Mathieu Brault, du studio Amaz-Ink Tattoo, est celui qui a le plus perdu aux mains de la fraudeuse récidiviste Louise Henry, soit près de 210 000 $.

Photo courtoisie, Catherine Montambeault

Mathieu Brault, du studio Amaz-Ink Tattoo, est celui qui a le plus perdu aux mains de la fraudeuse récidiviste Louise Henry, soit près de 210 000 $.

Sa conjointe Nathalie Charron-Gauthier et lui sont ceux qui ont le plus perdu aux mains de la fraudeuse récidiviste, soit près de 210 000 $.  

Le problème, pour les victimes de Louise Henry, c’est que les sommes perdues ne se limitent pas à celles volées par la comptable.   

Bouchées doubles  

Puisque les gouvernements fédéral et provincial n’ont jamais reçu l’argent dû par ces entreprises de la Montérégie, ils la réclament maintenant aux victimes... plus les intérêts.  

Pour tout rembourser, celles-ci doivent mettre les bouchées doubles.   

« Je travaille environ une cinquantaine d’heures par semaine, mon conjoint est plus autour de 70 heures. On a choisi un métier qui nous passionne, on est heureux de pouvoir vivre de notre art, mais on n’a jamais choisi de faire ce métier-là à s’en épuiser », a dit à la cour Mme Charron-Gauthier, qui est perceuse corporelle chez Amaz-Ink Tattoo.  

« Tout le monde me disait que c’était de la fraude, je ne le croyais pas, c’était ma chum. [...] Mes affaires allaient bien avant que je la rencontre », a quant à elle mentionné Caroline Hamelin, d’Ami D’Orami.  

« Pas à l’hôtel »  

Après que les victimes eurent expliqué les conséquences du crime au juge Yves Morier, Louise Henry a livré un témoignage larmoyant dans lequel elle décriait ses conditions de détention provisoire.   

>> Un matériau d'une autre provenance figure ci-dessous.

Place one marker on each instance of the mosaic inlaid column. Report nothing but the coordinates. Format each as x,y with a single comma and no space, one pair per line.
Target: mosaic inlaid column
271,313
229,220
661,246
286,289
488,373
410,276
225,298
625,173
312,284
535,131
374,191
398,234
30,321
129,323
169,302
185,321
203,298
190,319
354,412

« Il y a beaucoup d’intimidation. Ce n’est pas Unité 9, comme on dit », a-t-elle illustré. Cela n’a pas semblé susciter la compassion du juge, qui a répondu que Mme Henry n’était « pas à l’hôtel ».  

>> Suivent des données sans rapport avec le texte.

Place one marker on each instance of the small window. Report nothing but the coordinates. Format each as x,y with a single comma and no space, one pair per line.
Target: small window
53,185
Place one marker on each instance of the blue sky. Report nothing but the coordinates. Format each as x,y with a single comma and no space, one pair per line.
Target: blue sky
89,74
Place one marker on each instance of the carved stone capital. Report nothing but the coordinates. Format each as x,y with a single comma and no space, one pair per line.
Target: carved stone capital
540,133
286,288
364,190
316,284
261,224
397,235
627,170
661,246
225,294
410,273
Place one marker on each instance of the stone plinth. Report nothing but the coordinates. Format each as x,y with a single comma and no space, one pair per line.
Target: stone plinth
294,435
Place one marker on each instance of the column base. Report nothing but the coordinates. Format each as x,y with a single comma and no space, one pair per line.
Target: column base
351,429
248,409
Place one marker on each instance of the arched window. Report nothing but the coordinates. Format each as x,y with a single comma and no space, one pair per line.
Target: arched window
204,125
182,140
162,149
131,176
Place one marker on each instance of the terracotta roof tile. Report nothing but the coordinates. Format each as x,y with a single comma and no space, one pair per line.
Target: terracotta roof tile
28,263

La fraudeuse a tenté d’utiliser ce prétexte pour que sa détention préventive compte en double, au lieu du prorata de 1,5 généralement octroyé.  

« Manifestement contredite par le directeur Jean-François Demers, concernant ses allégations de mauvaises conditions de détention à l’établissement Leclerc, elle a fait plutôt preuve de ses propensions à manipuler tant l’institut Leclerc que la cour durant son témoignage », a tranché le magistrat en rejetant sa demande.